Remise de décoration à M. Antoni Wit [pl]

Remise de décoration à M. Antoni Wit

(Philharmonie de Cracovie, 21 février 2015)

Maître,
Mesdames et Messieurs, chers amis,


Si j’ai le plaisir et l’honneur de m’adresser ce soir parmi vous au sein de cette magnifique Philharmonie de Cracovie, c’est pour rendre hommage, dans sa ville natale, à l’un des plus grands chefs d’orchestre contemporains. Consciente de ses mérites et de son talent, ainsi que de sa volonté de mieux faire connaitre en Pologne la musique classique française, la France a souhaité honorer ce parcours exemplaire en le faisant chevalier de la Légion d’honneur.

L’Ordre national de la Légion d’honneur, plus haute décoration honorifique française, a été institué par Napoléon Bonaparte en 1802 et récompense depuis ses origines les mérites éminents de personnalités ayant contribué de façon exemplaire au rayonnement de la France et des valeurs qu’elle défend et promeut dans le monde.
Avant de remettre ses insignes à Maestro Antoni Wit, permettez-moi d’évoquer brièvement, comme le veut la tradition, les mérites propres qui lui valent d’être ainsi distingué par la France.

***

Maestro,
Né à Cracovie, vous vous découvrez très tôt une passion pour la musique, que vous étudiez au sein de la prestigieuse Ecole Nationale de Musique de votre ville natale. Vous y développez un intérêt particulièrement vif pour la composition et la direction, des arts qui vous sont enseignés par des personnalités aussi illustres que Krzysztof Penderecki et Henryk Czyż. A votre sortie de cette Ecole, en 1967, fort de votre diplôme obtenu avec les félicitations, vous vous rendez à Paris, où vous séjournez un an, approfondissant ainsi auprès de professeurs illustres comme Nadia Boulanger et Pierre Dervaux votre maîtrise de l’art de la composition. Menant cette passion de front avec d’autres études, vous obtenez l’année suivante une maitrise de droit auprès de l’université Jagellonne de Cracovie.

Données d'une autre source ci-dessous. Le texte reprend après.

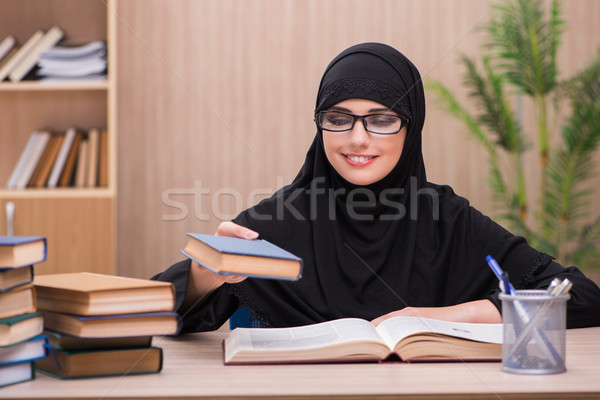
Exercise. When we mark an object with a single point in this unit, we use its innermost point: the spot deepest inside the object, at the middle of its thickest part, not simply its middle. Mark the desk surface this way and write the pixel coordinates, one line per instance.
(193, 369)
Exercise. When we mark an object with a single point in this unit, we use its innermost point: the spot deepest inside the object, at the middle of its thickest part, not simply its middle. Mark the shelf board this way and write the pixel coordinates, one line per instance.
(33, 86)
(45, 193)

Pendant plusieurs années, vous parcourez l’Europe où vous aurez l’occasion de diriger les musiciens des orchestres les plus prestigieux à Berlin, Milan, Turin ou encore Salzburg. Vous remportez en 1971 le deuxième prix du concours international Herbert von Karajan de direction d’orchestre, moment-charnière dans votre carrière. Vous revenez ensuite sur votre terre natale de Pologne pour y devenir Directeur artistique adjoint et Premier Chef d’orchestre à la Philharmonie de Poméranie. Fonction que vous occuperez dans un grand nombre d’orchestres prestigieux de Pologne, tels que l’Orchestre et la Chorale de la Radio et de la Télévision polonaises à Cracovie, que l’Orchestre Symphonique de la Radio polonaise à Katowice, ou encore l’Orchestre Philharmonique de Grande Canarie. En 2002, vous êtes nommé Directeur Général et artistique de la Philharmonie Nationale de Varsovie.

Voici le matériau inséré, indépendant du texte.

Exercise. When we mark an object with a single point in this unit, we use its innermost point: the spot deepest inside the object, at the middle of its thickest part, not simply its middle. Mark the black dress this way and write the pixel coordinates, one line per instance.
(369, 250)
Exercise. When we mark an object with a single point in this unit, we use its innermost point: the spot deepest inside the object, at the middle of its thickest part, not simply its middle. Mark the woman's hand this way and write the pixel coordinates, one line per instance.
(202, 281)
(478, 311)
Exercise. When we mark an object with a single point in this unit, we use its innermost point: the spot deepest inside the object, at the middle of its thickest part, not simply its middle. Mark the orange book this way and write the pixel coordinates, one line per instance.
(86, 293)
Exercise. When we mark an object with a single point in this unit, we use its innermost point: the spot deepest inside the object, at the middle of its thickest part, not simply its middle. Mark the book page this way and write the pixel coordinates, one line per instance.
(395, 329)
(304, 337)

Toujours admiré pour la qualité de vos interprétations, vous avez, durant ces quelques quarante années d’activité comme chef d’orchestre, publié plus de 150 enregistrements, que ce soit pour Naxos, pour EMI ou pour Sony. Ces enregistrements vous ont déjà valu de nombreuses distinctions, que ce soit aux Grammy Awards, où vous avez été nommé cinq fois, ou encore dans des festivals français comme le Marché international de l’édition musicale à Cannes, où votre interprétation de la Turangalila Symphonie d’Olivier Messiaen a été récompensée en 2002 et a reçu un « choc » du Monde de la musique.

A la Philharmonie Nationale, vous aurez eu à cœur de faire connaitre au public polonais le patrimoine musical classique français, à travers une programmation toujours d’exceptionnelle qualité – que j’ai eu plaisir, à plusieurs reprises, à écouter et admirer.

C’est, Maestro, pour reconnaître ce lien artistique qui vous porte vers la France, mais aussi rendre hommage à un chef d’orchestre à l’immense talent, un des acteurs de cette universalité de l’art et de la culture, dont mon pays aime à se penser en protecteur et en promoteur, que le Président de la République a choisi de vous nommer chevalier de la Légion d’honneur.

Antoni Wit, au nom du Président de la République française, nous vous remettons les insignes de chevalier de la Légion d’honneur./.